El papa sorprendió al Gobierno y a la Iglesia al anunciar que no vendrá

Consciente de la inmensa expectativa y de la seguidilla de versiones sobre su supuesto viaje al país el año próximo, el Vaticano salió a aclarar que no está prevista ninguna visita del Papa en 2018. “El Papa no va a ir a la Argentina en 2018, no está previsto que viaje a su país el año próximo”, confirmó el director de la Sala de Prensa de la Santa Sede y vocero papal, Greg Burke.

 

Muy escueto y evidentemente cumpliendo órdenes de su jefe máximo, el papa, Burke, que meses antes se vio obligado a desmentir noticias difundidas en nuestro país sobre este supuesto viaje, para explicar el motivo de la postergación se remitió al videomensaje que Francisco envió a fines de septiembre de 2016, en el que anunció que no iba a poder ir a su madre patria este año.

 

En ese mensaje, el pontífice había reiterado el afecto por su país, al asegurar que “para mí, el pueblo argentino es mi pueblo, ustedes son importantes, yo sigo siendo argentino, yo todavía viajo con pasaporte argentino”. Había pedido a todos ponerse “la patria al hombro” y había llamado a trabajar para lograr “esa cultura del encuentro que supera todas estas culturas del descarte que hoy en el mundo se ofrecen por todas partes”.

 

Hasta ahora, para 2018 está confirmado el viaje a Chile y Perú, del 15 al 21 de enero, recordó Burke.
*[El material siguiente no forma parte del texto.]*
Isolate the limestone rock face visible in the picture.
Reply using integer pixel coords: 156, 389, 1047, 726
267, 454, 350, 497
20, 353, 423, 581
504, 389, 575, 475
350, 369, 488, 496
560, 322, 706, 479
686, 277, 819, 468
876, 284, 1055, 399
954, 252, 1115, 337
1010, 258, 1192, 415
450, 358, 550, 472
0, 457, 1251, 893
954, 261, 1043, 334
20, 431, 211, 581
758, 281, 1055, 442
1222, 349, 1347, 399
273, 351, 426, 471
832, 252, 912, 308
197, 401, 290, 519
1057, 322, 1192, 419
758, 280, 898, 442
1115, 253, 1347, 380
Por otro lado se espera que en agosto el Papa viaje a Dublin, Irlanda, para el Encuentro Mundial de Familias, y se especula con viajes a África y la India, que debió posponer este año. En enero de 2019 viajará a Panamá para la Jornada Mundial de la Juventud.

 

El fantasma de la polarización

 

Más allá de que es un hecho que el Papa tiene una agenda en el Vaticano más que cargada -en octubre de 2018 habrá un sínodo en el Vaticano sobre los jóvenes- e invitaciones desde varios países del mundo, fuentes de la Secretaría de Estado aseguraron a LA NACION que “no están dadas las condiciones para que el Papa viaje a su país, debido a la polarización política reinante”.

 

En una entrevista que concedió en agosto último a La Voz del Interior, el arzobispo Víctor Manuel Fernández, rector de la Universidad Católica Argentina y prelado muy cercano al Papa, explicó con el mismo argumento el porqué de la retrasada visita. “Algunas de las cosas que él dice, algunas de sus preocupaciones, son malinterpretadas. La Argentina está pasando por un momento de excesiva polarización y crispación, y se teme que su presencia pueda ser utilizada para exacerbar aún más esta división”, dijo “Tucho” Fernández.

 

Coincidió el sacerdote jesuita José Luis Narvaja, sobrino directo de Jorge Bergoglio, quien en una entrevista con Infobae, también en agosto, consideró que “la visita a la Argentina, en un momento en que tratarían de usarlo como sostenedor de una de las partes, no le interesa al Papa, porque eso destruiría su propósito político de unidad”.

 

En lo que apareció como una falta de sintonía entre el Papa y los obispos argentinos, el lunes último el arzobispo de Buenos Aires, Mario Aurelio Poli, al margen de una conferencia de prensa para la presentación de la peregrinación a Luján, dijo que “estamos próximos” a una visita del papa Francisco. Para desdramatizar la inmensa expectativa que rodea la postergada visita, Poli también recurrió al humor. “La Santísima Trinidad es el gran misterio de la Iglesia, el otro misterio es cuándo viene el Papa. A todos lados que vamos nos preguntan por su visita”, bromeó.

 

Antes, también el presidente del Episcopado, José María Arancedo, que estuvo con Francisco en su reciente viaje a Bogotá y Medellín, alimentó la expectativa. “Él tiene ganas de venir. No hay fecha ni agenda. Pero entiendo que para el próximo año es posible. Me lo dijo en oportunidades anteriores, lo hemos invitado, incluso, con una carta firmada por todos los obispos. Pero él siempre nos dice: «Espérenme un poco, tengo una agenda muy cargada». Son sus tiempos y uno los respeta. Vendrá cuando él crea que es el momento oportuno. Siempre tratará de ser instrumento de paz”, dijo Arancedo.

 

En este marco, y vista la creciente expectativa por un viaje nunca anunciado ni confirmado oficialmente, el Vaticano, por orden del Papa, quiso salir a aclarar las cosas.

 

Lo cierto es que, aunque Francisco no viajará a la Argentina en 2018, sí visitará el país en noviembre próximo su “canciller”, el arzobispo Paul Gallagher, quien aceptó una invitación que le había hecho en abril pasado la ex canciller Susana Malcorra, según pudo confirmar.